I know that last part can come off as callous for people who will be damaged with any form of the virus (particularly the elderly and immunocompromised). And I'm a bit grossed out by the "show must go on" theme that is being touched on by a lot of corners as 2021 ends - including a reduction in COVID-related isolation that seems to be driven more by complaints from Delta airlines than sufficient data about how long omnicron sickens someone and leaves them contagious).

But it is also undeniable that we are in a different situation with COVID than we were at the start of December. More people may be testing positive for the virus, more of them are what we used to ID as "breakthrough cases" (although you're still more likely to get it if unvaxxed), and while early data is encouraging, we need to wait a couple of weeks to get a definitive answer as to whether the new variant will lead to more or less severe illness.

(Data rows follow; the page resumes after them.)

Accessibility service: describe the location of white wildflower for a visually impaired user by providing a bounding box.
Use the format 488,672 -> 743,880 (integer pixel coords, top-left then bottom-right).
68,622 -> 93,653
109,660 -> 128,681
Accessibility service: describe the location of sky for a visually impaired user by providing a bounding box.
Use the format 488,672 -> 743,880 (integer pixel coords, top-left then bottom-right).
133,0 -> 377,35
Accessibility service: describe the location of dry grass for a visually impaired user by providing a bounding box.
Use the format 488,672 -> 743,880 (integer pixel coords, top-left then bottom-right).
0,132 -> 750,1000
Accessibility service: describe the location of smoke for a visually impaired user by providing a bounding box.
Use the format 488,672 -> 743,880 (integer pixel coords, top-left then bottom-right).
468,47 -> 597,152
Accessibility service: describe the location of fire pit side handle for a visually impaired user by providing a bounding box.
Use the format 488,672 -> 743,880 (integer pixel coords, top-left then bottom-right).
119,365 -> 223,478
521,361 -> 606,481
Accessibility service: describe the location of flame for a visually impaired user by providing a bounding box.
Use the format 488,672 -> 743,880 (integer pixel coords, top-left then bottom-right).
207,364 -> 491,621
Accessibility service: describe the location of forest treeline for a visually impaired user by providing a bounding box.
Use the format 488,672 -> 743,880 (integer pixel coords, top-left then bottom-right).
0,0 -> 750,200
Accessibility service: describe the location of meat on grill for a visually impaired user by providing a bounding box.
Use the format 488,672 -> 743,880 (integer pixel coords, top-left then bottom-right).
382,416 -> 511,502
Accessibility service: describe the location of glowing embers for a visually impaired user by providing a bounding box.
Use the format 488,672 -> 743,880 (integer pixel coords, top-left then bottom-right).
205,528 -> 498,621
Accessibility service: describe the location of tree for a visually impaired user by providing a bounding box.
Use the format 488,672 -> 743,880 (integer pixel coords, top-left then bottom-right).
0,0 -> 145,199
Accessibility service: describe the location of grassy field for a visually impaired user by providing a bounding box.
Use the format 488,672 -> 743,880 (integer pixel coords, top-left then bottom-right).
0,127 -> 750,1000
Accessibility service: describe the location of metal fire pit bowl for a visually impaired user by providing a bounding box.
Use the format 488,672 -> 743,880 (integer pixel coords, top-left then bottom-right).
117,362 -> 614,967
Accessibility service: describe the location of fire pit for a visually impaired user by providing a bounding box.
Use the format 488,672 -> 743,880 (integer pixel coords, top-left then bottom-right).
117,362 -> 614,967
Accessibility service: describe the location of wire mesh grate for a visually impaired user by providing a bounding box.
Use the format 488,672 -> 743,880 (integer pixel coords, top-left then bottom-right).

And so the slog continues, nearly 2 years after COVID started to break out in America. I don't know whether to laugh, feel despair, or feel rage against MAGAts people who have made so many unforced errors and allowed this thing to become far worse than we ever would have imagined, or ever should have allowed.

1 comment:

  1. And now Madison schools are staying closed through next Wednesday, and going virtual Thursday and Friday.

    I can't say I'm surprised, give how numbers are up here. And I think it's not a bad idea, as it buys time after the Holidays to see what's going on with Omnicron and hopefully have cases settle down. But it's still going to be a pain for a lot of parents, kids and teachers (who have to re-jigger their lesson plans to teach online next week).

    Just gotta let it play out, I guess. I've done what I can, am masking up indoors and limiting my exposure. But it is beyond frustrating at this point.